Thou shalt not wear a garment of divers sorts, as of woollen and linen together.
This verse is part of a long collection of laws God gave to the Israelite people through Moses — a mix of moral, civil, and ceremonial rules meant to shape them into a distinct community. This particular law prohibits wearing "shatnez," a Hebrew word for fabric made by weaving wool and linen together. Ancient scholars debated the reason: some connected it to a broader Israelite theology of keeping created things pure and distinct — not crossbreeding animals, not planting two crops in the same field, not blurring categories God had made separate. Most Christians today view these ceremonial laws as no longer binding, since the New Testament teaches that Jesus fulfilled the law — but that does not mean there is nothing here worth thinking about.
God, the parts of your Word that confuse me still belong to you. Give me enough humility to keep reading when I do not understand, and enough honesty to let the uncomfortable parts do their work. Where I have blurred the line between integrity and convenience, lead me back to wholeness. Amen.
Let us be honest: this is one of those verses that makes a modern reader stop, look up, and wonder if they accidentally landed in the wrong chapter. No blended fabrics? Most of us are wearing wool-poly blends right now. It feels impossibly specific, impossibly ancient, impossibly strange as a word from God. But sit with it for a moment. This law lived inside a broader Israelite theology that valued integrity — things being what they are, undivided, not blurred at the edges. The same God who said do not mix these fabrics also said do not say one thing and live another. That instinct toward wholeness is worth carrying forward, even if the fabric rule itself does not apply to your closet. Where in your own life are you quietly blending things that should stay distinct — your stated values and your actual choices, your public face and your private behavior, your faith and your convenience? Ancient laws have a strange way of holding up a mirror.
How do you personally navigate Old Testament laws like this one — do you think they still apply to Christians, and how did you land on that view?
What do you think this law might have communicated to an ancient Israelite about their identity and their relationship with God?
Is it intellectually honest to take seriously a verse like this without either dismissing it entirely or forcing it to mean something more comfortable? How do you approach parts of the Bible that genuinely confuse you?
The underlying theme here seems to be integrity — things being undivided and whole. Where do you notice a gap between who you say you are and how you actually behave?
What is one area of your life where you are living with mixed signals — presenting one version of yourself while living another?

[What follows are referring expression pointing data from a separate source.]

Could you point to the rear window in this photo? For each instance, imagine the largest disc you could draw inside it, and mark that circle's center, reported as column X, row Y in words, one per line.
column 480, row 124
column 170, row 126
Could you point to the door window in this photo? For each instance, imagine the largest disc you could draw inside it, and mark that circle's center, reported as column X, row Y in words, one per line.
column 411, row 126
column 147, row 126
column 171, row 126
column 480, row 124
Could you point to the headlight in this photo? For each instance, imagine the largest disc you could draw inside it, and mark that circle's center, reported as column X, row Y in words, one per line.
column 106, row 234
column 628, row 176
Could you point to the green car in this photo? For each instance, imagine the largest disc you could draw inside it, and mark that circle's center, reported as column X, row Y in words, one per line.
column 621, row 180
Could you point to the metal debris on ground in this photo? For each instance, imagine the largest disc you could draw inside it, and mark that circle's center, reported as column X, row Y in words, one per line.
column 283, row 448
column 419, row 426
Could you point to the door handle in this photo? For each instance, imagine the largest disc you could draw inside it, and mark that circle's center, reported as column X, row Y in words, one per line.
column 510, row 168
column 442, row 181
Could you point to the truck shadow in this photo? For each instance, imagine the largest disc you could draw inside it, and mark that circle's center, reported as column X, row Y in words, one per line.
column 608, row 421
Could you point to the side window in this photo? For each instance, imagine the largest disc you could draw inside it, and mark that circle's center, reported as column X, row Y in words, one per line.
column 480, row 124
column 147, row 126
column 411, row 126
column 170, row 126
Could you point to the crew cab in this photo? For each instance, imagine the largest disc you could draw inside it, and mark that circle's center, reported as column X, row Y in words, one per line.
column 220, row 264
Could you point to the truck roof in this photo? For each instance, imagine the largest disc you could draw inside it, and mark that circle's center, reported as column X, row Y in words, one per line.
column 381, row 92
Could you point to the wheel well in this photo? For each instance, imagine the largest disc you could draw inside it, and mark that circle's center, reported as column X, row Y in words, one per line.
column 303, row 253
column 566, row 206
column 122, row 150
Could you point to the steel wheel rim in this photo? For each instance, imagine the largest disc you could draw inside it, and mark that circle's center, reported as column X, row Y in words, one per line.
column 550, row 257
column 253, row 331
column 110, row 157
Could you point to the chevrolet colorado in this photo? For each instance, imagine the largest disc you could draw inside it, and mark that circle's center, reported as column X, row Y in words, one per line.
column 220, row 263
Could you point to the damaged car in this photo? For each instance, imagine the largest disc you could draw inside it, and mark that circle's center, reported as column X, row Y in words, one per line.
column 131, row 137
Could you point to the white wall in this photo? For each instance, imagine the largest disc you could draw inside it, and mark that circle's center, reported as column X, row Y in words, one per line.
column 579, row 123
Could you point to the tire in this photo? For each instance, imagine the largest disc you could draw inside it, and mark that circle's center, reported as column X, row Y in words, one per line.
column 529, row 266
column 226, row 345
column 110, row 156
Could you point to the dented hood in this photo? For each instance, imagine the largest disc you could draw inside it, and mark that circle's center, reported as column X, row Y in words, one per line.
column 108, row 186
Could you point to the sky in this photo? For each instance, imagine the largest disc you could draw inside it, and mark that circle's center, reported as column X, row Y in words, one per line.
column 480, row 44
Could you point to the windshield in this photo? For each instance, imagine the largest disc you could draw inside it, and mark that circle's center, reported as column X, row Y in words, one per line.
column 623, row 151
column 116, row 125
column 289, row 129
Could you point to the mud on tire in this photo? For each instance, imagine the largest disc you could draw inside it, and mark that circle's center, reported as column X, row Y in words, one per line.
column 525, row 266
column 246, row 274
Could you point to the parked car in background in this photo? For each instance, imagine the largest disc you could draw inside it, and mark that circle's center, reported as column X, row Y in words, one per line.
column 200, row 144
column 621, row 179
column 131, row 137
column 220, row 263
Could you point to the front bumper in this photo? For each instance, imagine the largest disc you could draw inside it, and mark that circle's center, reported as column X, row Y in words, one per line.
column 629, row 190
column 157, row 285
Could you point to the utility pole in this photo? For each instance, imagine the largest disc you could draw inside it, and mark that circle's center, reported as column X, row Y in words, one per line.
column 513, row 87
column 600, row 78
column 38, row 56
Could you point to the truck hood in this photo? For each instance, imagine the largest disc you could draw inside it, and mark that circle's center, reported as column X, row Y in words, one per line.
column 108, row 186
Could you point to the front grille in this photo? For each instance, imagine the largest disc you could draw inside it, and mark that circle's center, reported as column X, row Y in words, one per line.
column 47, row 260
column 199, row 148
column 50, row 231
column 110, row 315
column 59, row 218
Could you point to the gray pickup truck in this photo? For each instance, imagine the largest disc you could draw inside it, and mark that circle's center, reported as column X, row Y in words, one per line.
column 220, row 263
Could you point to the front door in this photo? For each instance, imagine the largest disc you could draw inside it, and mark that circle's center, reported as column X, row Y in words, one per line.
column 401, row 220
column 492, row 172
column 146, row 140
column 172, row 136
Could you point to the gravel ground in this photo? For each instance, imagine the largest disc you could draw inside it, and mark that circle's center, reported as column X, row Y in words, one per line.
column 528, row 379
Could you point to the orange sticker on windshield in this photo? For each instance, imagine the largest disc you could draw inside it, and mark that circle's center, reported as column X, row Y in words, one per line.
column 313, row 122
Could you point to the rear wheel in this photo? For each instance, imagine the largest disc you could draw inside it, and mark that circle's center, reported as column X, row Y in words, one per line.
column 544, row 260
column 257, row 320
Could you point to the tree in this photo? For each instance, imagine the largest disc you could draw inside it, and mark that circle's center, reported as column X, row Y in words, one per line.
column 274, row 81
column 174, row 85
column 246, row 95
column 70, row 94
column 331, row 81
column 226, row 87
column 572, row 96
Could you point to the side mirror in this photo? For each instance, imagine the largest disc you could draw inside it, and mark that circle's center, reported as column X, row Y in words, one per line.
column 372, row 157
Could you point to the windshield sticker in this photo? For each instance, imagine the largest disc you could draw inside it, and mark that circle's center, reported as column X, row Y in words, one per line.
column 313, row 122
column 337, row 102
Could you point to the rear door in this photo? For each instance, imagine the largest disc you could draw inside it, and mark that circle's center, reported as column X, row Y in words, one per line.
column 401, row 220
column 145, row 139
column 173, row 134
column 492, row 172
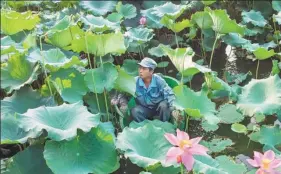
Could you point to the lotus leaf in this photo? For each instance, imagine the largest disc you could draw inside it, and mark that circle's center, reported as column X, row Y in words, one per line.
column 92, row 103
column 23, row 99
column 238, row 128
column 29, row 161
column 99, row 45
column 202, row 19
column 166, row 126
column 13, row 22
column 102, row 78
column 267, row 135
column 131, row 67
column 229, row 165
column 228, row 114
column 189, row 100
column 61, row 122
column 182, row 59
column 99, row 8
column 222, row 24
column 157, row 51
column 17, row 72
column 144, row 146
column 235, row 40
column 261, row 96
column 70, row 84
column 254, row 17
column 99, row 24
column 128, row 10
column 175, row 26
column 63, row 33
column 217, row 144
column 92, row 152
column 125, row 82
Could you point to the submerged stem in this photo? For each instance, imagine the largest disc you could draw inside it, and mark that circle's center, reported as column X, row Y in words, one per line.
column 257, row 70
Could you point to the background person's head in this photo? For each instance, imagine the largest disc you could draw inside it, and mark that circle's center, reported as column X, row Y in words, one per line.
column 146, row 68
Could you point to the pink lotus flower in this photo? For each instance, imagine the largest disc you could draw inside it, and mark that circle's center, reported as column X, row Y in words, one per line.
column 184, row 149
column 143, row 20
column 266, row 163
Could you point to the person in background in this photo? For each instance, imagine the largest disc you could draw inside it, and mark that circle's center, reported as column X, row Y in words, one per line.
column 153, row 95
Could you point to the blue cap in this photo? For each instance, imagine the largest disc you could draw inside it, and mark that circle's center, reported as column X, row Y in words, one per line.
column 148, row 63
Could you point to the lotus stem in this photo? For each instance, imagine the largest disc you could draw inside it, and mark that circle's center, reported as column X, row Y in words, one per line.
column 89, row 60
column 48, row 82
column 213, row 51
column 257, row 70
column 176, row 40
column 105, row 98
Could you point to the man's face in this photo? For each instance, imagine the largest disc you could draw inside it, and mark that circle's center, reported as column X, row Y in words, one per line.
column 144, row 72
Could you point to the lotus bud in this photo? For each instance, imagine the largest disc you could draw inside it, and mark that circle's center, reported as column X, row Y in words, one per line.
column 143, row 20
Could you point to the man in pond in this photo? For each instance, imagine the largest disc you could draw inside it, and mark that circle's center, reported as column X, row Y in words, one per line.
column 153, row 95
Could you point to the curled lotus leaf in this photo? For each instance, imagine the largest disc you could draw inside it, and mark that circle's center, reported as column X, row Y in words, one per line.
column 254, row 17
column 61, row 122
column 263, row 96
column 98, row 8
column 145, row 146
column 91, row 152
column 17, row 72
column 13, row 22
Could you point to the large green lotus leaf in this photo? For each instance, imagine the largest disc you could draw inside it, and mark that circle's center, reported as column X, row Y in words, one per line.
column 129, row 11
column 182, row 59
column 63, row 33
column 53, row 58
column 263, row 53
column 61, row 122
column 166, row 126
column 141, row 35
column 267, row 135
column 228, row 114
column 99, row 45
column 99, row 24
column 70, row 84
column 17, row 72
column 131, row 67
column 262, row 96
column 13, row 22
column 11, row 133
column 276, row 5
column 228, row 165
column 145, row 146
column 175, row 26
column 202, row 19
column 125, row 82
column 254, row 17
column 102, row 78
column 157, row 51
column 155, row 13
column 235, row 40
column 92, row 152
column 222, row 24
column 217, row 144
column 92, row 103
column 23, row 99
column 264, row 7
column 277, row 18
column 189, row 100
column 98, row 8
column 29, row 161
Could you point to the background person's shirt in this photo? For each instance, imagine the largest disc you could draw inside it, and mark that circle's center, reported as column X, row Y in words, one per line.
column 157, row 91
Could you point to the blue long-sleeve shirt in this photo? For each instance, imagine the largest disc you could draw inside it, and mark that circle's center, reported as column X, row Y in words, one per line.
column 157, row 91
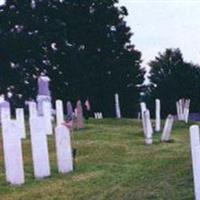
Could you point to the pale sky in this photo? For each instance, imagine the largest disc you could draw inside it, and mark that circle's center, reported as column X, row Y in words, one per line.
column 161, row 24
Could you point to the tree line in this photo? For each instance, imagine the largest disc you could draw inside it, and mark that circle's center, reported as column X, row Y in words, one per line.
column 85, row 47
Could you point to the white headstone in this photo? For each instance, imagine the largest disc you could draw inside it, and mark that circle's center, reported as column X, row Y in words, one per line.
column 195, row 150
column 186, row 110
column 32, row 110
column 39, row 146
column 117, row 106
column 47, row 116
column 59, row 112
column 148, row 128
column 21, row 121
column 143, row 109
column 157, row 128
column 12, row 148
column 63, row 149
column 166, row 134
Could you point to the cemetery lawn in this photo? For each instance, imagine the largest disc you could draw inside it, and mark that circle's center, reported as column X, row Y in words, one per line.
column 112, row 163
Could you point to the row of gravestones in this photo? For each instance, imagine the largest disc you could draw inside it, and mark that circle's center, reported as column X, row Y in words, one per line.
column 13, row 131
column 182, row 113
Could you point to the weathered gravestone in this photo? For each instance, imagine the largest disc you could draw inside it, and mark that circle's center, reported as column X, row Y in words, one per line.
column 143, row 109
column 183, row 106
column 186, row 110
column 148, row 128
column 63, row 149
column 47, row 117
column 195, row 150
column 80, row 119
column 166, row 134
column 157, row 125
column 117, row 107
column 39, row 146
column 70, row 114
column 59, row 112
column 12, row 149
column 32, row 110
column 98, row 115
column 44, row 94
column 21, row 122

Ye shall keep my statutes. Thou shalt not let thy cattle gender with a diverse kind: thou shalt not sow thy field with mingled seed: neither shall a garment mingled of linen and woollen come upon thee.
Leviticus 19:19
Be ye not unequally yoked together with unbelievers: for what fellowship hath righteousness with unrighteousness? and what communion hath light with darkness?
2 Corinthians 6:14
"You shall not wear a fabric made of wool and linen blended together [a fabric pagans believed to be magical].
AMP
You shall not wear cloth of wool and linen mixed together.
ESV
'You shall not wear a material mixed of wool and linen together.
NASB
Do not wear clothes of wool and linen woven together.
NIV
“You shall not wear a garment of different sorts, such as wool and linen mixed together.
NKJV
“You must not wear clothing made of wool and linen woven together.
NLT
Don't wear clothes of mixed fabrics, wool and linen together.